В первый день мой сосед под окном присматривался ко мне подозрительно, не переставая жевать черные корки, за которыми лазил в большой мешок, приспособленный вместо подушки. Он был единственным человеком в камере, с которым мне хотелось бы поговорить. В советских тюрьмах нередко встречаешь людей с явственной печатью трагедии на лице. Узкие губы, нос крючком, слезящиеся, словно от брошенного в них песка, глаза, прерывистые вздохи и куриные лапки, время от времени ныряющие в мешок, — все это могло значить много чего, а могло и ничего не значить. Он шел на оправку семенящими шажками, а когда до него наконец доходила очередь, неуклюже растопыривал ноги над дырой, спускал штаны, осторожно поднимал длинную рубаху и, почти стоя, пыжился и багровел от чрезмерных усилий. Его всегда выгоняли из уборной последним, но и в коридоре он все еще застегивал штаны, смешно отскакивая в сторону от подзатыльников вертухая. Вернувшись в камеру, он тут же ложился, дышал тяжело, а его старое лицо напоминало засушенный финик.
— Поляк? — спросил он наконец однажды вечером. Я кивнул.
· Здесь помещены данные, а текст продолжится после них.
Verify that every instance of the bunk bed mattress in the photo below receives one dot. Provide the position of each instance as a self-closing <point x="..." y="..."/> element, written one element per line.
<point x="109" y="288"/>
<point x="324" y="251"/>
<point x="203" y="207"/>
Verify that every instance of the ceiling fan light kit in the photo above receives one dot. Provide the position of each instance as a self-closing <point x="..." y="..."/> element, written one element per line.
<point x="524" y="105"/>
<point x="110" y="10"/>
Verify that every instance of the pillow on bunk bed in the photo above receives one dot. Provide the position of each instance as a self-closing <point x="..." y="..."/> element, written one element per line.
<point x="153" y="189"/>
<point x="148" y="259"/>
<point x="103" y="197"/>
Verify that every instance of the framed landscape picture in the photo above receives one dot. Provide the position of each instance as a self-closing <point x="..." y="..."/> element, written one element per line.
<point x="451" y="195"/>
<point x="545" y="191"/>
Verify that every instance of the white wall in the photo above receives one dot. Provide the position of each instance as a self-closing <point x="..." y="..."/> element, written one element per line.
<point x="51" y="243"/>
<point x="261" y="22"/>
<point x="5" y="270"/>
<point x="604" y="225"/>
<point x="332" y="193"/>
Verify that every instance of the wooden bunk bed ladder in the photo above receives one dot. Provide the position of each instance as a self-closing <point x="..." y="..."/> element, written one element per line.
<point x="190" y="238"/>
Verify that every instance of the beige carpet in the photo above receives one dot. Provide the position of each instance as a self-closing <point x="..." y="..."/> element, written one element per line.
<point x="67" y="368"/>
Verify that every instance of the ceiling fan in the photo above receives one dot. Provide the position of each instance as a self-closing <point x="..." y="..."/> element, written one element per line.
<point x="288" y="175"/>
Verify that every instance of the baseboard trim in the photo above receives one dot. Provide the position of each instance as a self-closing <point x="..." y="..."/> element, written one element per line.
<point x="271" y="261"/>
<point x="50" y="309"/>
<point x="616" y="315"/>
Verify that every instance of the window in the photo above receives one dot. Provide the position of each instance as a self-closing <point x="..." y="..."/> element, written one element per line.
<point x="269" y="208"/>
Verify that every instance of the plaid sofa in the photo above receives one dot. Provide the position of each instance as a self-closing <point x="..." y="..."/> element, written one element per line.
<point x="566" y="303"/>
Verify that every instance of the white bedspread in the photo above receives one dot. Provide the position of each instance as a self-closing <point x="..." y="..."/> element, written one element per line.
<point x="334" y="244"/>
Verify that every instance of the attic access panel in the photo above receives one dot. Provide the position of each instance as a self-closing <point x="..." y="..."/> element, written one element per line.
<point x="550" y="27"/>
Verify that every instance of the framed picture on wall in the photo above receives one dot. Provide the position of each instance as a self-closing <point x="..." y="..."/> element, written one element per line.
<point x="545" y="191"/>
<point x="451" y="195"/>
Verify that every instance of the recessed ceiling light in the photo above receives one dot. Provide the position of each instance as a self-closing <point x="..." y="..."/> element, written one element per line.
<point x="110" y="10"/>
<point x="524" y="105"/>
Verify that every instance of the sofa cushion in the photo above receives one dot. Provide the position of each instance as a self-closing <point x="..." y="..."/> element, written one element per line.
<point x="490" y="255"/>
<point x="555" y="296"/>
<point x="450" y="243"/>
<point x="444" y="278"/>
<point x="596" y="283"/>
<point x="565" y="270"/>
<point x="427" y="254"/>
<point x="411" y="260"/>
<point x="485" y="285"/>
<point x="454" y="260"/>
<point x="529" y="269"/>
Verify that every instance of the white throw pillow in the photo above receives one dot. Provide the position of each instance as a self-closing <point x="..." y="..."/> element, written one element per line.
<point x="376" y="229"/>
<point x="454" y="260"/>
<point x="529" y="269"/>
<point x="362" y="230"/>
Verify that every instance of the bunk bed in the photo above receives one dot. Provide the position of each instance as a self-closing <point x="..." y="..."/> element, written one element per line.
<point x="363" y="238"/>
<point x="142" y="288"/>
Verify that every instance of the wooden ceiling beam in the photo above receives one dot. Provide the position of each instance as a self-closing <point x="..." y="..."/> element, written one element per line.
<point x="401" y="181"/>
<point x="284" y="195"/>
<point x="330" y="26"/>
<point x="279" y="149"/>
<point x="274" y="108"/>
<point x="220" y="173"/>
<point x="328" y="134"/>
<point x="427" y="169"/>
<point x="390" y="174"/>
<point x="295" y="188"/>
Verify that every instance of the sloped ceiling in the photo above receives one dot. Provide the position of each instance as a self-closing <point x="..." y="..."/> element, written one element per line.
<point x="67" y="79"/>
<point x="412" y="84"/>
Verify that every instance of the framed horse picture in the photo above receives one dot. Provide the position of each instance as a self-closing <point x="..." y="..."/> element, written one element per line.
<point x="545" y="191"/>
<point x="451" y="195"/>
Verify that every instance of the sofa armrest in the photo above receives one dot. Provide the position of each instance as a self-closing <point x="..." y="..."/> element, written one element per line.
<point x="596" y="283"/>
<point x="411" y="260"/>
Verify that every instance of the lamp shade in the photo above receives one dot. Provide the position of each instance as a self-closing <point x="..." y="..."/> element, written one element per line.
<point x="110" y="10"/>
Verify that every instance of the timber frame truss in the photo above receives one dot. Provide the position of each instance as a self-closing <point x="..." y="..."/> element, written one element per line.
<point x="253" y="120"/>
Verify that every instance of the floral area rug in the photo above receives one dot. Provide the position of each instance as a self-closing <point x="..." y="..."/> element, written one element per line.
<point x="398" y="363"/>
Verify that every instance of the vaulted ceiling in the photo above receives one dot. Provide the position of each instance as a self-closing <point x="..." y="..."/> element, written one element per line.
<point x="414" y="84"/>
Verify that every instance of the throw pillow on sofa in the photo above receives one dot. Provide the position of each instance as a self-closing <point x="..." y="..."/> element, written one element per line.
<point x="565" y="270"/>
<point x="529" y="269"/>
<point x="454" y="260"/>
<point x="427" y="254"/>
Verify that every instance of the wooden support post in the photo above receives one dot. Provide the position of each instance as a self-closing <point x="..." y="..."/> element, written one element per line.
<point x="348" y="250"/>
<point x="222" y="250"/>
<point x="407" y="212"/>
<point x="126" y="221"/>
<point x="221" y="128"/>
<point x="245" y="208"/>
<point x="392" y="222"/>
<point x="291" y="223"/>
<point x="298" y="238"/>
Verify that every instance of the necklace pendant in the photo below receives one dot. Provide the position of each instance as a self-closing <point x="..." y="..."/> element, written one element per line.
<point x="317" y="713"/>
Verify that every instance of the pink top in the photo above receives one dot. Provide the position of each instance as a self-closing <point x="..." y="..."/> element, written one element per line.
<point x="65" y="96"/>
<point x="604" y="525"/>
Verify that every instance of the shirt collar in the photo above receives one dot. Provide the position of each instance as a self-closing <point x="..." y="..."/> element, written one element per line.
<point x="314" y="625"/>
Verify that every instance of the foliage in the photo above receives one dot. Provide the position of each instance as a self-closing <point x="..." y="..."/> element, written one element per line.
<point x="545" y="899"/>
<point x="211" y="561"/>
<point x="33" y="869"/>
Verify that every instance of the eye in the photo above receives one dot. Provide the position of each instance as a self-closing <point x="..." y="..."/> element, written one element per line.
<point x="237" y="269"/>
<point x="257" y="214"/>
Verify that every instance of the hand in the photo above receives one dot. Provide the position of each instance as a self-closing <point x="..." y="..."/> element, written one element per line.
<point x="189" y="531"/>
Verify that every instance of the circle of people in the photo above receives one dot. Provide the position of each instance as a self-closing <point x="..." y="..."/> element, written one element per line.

— Вот интересно мне, а в Польше, — захрипел он сердито, — мог бы мой сын быть капитаном в армии?
— Не знаю, — ответил я. — А вы за что сидите?
— Это неважно. Я могу хоть сгнить в тюрьме, но мой сын — капитан авиации.
После вечерней поверки он рассказал мне свою историю. Лежа рядом, мы разговаривали шепотом, чтобы не разбудить наших беспризорников. Старый еврей был из Витебска, несколько десятков лет работал сапожником, помнил революцию и с чувством вспоминал все пережитое с тех времен. Его приговорили к пяти годам за то, что в сапожной артели он воспротивился использованию обрезков кожи для подшивки новых ботинок. «Это неважно, — повторял он снова и снова, — сами понимаете, люди везде завистливы. Я сыну образование дал, я его в капитаны авиации вывел, так разве это им могло понравиться, что у старого еврея сын в авиации? Но он напишет жалобу, и меня освободят досрочно. Видал ли кто такое — этакий хлам на новые подметки?» Он приподнялся на нарах и, уверившись, что беспризорники спят, распорол подкладку под рукавом пиджака и из-под ваты вынул измятый снимок. На меня глядел человек в летной гимнастерке, с умным лицом и крючковатым носом.
Через несколько минут после этого один из беспризорников слез с нар, помочился в парашу у двери и постучал в окошко. В коридоре загремели ключи, раздался протяжный зевок и по каменному полу гулко застучали подкованные сапоги.
— Чего? — спросил сонный глаз в волчке.
— Гражданин дежурный, дайте закурить.
— Молока пососи, засранец, — грозно проворчал глаз и пропал за жестяной заслонкой.
Мальчишка припал обоими кулаками к двери и, на цыпочках подтягиваясь к слепому окошку, громко закричал:
— Гражданин дежурный, у меня к вам вопрос! Теперь ключ два раза проскрежетал в замке и окованная дверь приоткрылась. На пороге стоял молодой надзиратель в сдвинутой набекрень фуражке с голубым донышком и красным околышем.
— Говори.
— Здесь не могу, пустите в коридор.
Дверь со скрипом раскрылась шире, мальчишка под рукой, опиравшейся на торчащий в замке ключ, проскользнул в коридор и вскоре вернулся в камеру с папиросой в зубах. Жадно затягиваясь, он тревожно поглядывал в нашу сторону и ёжился, как щенок, отодвигающийся от удара.